Im Schmuckhandel ist der eigene Name weit mehr als ein formaler Unternehmensbestandteil. © Wellendorff
Was auf europäischer Ebene entschieden wurde, hat direkte Auswirkungen auf den stationären Fachhandel. Der Fall Wellendorff macht deutlich, dass Markenschutz kein Thema nur für internationale Luxusmarken ist, sondern auch für inhabergeführte Juwelierbetriebe an Bedeutung gewinnt.
In den ersten beiden Teilen dieser Serie wurde deutlich, wie der Name Wellendorff zum Gegenstand einer europäischen Markenprüfung wurde und warum das europäische Markenamt den Namen als bekannte Marke einstufte. Die Entscheidung ist jedoch nicht allein für das Unternehmen selbst relevant. Sie wirft grundlegende Fragen auf, die den stationären Fachhandel insgesamt betreffen.
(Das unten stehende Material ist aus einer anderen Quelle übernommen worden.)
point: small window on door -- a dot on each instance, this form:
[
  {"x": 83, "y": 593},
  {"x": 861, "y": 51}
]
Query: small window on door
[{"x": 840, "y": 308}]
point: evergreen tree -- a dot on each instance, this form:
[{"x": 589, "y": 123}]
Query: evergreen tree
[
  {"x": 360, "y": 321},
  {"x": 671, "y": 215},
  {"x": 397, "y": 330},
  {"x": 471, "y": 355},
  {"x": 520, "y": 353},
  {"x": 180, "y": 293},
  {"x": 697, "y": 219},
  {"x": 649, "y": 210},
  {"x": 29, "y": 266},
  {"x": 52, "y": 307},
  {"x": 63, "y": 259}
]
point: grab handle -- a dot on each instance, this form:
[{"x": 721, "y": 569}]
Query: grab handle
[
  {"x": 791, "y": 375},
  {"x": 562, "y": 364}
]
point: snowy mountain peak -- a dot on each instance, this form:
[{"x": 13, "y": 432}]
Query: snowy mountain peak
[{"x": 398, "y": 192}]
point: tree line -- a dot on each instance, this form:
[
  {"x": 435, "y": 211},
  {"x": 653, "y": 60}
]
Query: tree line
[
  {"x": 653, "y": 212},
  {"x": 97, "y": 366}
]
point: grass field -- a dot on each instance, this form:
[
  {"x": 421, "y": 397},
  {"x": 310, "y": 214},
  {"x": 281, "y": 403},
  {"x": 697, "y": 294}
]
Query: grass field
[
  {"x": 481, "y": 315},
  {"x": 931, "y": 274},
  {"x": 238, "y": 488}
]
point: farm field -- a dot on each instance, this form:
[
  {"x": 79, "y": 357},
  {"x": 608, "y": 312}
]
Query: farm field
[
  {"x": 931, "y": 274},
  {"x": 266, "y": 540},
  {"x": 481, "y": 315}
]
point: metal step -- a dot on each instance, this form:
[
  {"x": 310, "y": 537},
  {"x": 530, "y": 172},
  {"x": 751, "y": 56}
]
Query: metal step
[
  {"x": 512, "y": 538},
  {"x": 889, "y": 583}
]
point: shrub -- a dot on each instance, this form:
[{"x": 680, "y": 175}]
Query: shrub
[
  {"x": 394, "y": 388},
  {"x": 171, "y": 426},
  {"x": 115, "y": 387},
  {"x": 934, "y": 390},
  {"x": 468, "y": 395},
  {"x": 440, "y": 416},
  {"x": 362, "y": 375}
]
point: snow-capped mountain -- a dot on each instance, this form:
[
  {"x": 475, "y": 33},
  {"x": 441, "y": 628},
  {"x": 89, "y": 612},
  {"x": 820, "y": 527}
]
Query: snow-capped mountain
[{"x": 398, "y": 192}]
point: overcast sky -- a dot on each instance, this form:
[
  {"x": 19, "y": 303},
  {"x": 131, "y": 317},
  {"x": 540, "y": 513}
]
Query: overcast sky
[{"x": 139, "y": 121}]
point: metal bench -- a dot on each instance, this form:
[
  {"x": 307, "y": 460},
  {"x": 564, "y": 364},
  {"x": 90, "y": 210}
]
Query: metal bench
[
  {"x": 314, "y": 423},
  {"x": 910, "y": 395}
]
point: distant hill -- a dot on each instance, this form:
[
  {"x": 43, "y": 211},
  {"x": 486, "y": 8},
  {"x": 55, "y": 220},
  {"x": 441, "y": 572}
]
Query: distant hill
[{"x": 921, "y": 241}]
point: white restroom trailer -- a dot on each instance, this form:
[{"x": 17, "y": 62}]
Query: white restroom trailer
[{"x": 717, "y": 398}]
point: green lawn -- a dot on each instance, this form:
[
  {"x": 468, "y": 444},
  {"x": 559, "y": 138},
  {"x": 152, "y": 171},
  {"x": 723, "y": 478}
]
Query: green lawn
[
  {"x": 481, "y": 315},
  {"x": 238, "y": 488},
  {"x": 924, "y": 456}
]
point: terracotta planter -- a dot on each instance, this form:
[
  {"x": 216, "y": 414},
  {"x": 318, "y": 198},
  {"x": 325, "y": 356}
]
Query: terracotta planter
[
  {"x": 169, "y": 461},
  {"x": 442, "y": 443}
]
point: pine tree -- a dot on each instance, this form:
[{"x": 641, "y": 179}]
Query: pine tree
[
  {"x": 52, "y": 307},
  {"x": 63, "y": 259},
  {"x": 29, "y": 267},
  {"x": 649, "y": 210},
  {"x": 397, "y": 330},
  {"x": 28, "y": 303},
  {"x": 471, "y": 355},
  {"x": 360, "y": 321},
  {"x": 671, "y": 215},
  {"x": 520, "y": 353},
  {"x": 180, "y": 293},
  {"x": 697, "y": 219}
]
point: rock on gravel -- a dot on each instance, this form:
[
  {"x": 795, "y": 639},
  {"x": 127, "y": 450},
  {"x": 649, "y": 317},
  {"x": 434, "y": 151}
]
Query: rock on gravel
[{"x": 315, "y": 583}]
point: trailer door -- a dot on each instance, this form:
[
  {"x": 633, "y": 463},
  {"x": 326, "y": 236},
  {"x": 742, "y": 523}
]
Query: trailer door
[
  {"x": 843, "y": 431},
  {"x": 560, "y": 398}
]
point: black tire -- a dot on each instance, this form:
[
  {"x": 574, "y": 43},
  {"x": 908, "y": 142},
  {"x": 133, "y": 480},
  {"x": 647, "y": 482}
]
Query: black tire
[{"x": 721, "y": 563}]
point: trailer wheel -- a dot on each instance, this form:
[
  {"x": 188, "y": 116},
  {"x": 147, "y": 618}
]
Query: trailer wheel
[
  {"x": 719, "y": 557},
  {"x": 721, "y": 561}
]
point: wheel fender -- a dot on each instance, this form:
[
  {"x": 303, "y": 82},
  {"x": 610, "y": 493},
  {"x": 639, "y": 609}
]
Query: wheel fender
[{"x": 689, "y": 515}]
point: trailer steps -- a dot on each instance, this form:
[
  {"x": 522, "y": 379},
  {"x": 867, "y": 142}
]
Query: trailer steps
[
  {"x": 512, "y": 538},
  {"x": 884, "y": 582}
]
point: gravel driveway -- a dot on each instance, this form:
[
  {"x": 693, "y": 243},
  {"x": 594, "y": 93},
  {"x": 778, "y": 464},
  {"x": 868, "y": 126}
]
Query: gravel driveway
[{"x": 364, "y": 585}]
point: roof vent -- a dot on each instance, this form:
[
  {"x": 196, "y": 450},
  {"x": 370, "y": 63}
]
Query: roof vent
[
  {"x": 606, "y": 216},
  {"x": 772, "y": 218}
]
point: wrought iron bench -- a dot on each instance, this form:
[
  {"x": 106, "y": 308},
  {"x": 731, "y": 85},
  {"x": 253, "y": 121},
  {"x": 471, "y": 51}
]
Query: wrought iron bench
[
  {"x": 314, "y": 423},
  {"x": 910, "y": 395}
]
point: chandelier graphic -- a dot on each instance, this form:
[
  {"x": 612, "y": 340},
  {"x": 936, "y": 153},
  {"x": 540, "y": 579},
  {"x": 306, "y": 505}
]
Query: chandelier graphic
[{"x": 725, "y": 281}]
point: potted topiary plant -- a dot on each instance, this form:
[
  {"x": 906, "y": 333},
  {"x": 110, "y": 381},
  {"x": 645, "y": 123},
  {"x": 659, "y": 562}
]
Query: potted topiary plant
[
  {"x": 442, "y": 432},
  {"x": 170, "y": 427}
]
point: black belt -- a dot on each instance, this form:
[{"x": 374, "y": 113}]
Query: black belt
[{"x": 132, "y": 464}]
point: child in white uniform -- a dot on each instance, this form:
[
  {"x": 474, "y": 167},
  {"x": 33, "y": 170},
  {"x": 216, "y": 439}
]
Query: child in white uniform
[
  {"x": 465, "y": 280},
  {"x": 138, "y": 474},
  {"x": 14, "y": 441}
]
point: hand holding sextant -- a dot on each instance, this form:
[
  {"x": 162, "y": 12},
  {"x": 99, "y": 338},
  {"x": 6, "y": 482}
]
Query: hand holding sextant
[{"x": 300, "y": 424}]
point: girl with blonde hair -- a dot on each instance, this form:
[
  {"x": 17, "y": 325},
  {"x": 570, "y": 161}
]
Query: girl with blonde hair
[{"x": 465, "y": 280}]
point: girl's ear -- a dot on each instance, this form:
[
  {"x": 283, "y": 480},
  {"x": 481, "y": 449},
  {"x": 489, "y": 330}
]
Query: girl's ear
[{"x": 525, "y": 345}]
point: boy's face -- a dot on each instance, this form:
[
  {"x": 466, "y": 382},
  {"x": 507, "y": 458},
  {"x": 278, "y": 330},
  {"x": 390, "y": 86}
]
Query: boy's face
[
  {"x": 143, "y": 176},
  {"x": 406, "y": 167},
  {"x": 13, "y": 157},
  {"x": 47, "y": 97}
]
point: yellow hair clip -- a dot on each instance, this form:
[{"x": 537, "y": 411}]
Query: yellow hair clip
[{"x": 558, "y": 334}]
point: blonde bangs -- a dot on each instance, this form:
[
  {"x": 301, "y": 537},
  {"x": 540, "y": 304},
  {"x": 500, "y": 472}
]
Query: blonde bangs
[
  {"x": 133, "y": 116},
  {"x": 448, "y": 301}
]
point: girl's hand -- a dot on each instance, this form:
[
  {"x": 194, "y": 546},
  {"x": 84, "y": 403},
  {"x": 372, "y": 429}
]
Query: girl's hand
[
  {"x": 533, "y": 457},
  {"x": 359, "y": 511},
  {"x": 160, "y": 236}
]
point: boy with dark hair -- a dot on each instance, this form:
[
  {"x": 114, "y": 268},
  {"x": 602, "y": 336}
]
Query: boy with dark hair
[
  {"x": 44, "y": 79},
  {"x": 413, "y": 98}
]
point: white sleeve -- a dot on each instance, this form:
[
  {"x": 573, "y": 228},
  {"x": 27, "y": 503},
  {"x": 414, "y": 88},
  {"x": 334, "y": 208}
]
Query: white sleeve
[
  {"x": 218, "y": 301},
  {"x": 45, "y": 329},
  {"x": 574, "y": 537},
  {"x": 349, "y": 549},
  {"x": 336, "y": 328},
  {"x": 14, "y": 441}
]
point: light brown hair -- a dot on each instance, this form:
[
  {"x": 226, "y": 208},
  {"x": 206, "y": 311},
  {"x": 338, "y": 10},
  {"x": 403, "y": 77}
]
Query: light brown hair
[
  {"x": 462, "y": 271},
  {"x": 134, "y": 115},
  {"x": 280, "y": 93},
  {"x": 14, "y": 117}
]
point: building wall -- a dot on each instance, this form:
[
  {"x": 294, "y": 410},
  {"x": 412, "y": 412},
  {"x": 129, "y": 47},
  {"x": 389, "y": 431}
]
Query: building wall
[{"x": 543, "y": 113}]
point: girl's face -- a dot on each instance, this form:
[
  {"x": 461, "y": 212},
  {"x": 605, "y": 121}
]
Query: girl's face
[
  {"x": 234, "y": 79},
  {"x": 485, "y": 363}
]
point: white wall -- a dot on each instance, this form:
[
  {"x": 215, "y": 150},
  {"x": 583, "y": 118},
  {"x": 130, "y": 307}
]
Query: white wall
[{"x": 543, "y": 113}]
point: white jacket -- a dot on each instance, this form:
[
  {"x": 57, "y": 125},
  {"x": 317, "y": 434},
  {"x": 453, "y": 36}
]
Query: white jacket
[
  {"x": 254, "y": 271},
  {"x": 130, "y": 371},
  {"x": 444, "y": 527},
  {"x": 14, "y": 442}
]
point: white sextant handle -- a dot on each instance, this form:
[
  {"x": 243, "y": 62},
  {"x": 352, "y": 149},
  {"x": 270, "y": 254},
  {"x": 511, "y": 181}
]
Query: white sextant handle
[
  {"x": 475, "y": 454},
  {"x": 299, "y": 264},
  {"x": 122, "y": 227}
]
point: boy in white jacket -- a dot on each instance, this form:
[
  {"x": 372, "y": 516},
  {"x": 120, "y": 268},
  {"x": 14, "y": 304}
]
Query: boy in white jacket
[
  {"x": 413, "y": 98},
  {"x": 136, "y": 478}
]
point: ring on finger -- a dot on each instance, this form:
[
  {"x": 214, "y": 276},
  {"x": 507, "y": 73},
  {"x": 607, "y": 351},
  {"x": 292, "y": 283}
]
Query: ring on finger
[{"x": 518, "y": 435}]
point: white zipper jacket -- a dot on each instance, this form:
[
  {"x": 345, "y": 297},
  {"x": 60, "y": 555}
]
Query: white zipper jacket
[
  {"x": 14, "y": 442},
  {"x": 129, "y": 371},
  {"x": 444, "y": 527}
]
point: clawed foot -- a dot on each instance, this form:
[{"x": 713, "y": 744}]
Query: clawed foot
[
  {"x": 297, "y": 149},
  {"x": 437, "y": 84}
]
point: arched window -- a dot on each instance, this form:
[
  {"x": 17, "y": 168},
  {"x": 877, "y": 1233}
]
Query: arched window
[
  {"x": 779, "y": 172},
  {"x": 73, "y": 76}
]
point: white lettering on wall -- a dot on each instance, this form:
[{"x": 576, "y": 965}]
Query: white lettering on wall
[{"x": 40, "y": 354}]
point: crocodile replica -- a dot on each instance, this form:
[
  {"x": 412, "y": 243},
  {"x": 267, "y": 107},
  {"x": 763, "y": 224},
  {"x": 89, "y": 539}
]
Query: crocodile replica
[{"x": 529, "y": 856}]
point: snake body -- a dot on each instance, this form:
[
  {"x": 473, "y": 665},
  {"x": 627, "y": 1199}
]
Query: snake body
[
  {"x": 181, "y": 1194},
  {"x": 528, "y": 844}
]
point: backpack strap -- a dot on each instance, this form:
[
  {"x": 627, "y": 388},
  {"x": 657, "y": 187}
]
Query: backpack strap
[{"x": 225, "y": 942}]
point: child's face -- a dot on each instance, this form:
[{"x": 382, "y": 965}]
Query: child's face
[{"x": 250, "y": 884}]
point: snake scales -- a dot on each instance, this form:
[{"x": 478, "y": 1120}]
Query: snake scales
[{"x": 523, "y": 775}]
Warum die Entscheidung die Branche betrifft
Auf den ersten Blick mag der Fall wie eine Besonderheit einer international etablierten Luxusmarke wirken. Tatsächlich zeigt er jedoch, dass Markenschutz nicht an Unternehmensgröße oder Umsatz gekoppelt ist. Entscheidend ist vielmehr die Konsequenz, mit der ein Name über Jahre hinweg aufgebaut, geführt und im Markt positioniert wurde. Genau darin liegt die Relevanz für viele Juweliere.
Übertragbarkeit auf inhabergeführte Betriebe
Gerade im inhabergeführten Fachhandel ist der eigene Name häufig eng mit persönlicher Beratung, regionaler Verwurzelung und langfristigen Kundenbeziehungen verbunden. Diese Faktoren schaffen Vertrauen und Wiedererkennbarkeit und machen den Namen zu einem zentralen Wert des Unternehmens. Der Fall Wellendorff verdeutlicht, dass auch solche Markenwerte schützenswert sind und aktiv entwickelt werden sollten.
Markenschutz endet nicht beim Produkt
Die Entscheidung macht zudem deutlich, dass sich Markenschutz nicht allein auf konkrete Produkte beschränkt. Geschützt wird auch der Name selbst und der Ruf, der sich über Jahre im Markt etabliert hat. Dieser Ruf wirkt über das klassische Sortiment hinaus und prägt die Wahrnehmung eines Unternehmens in unterschiedlichen Kontexten. Gerade neue Dienstleistungen, digitale Angebote oder themenfremde Bereiche können die Markenwahrnehmung beeinflussen und sollten daher frühzeitig mitgedacht werden.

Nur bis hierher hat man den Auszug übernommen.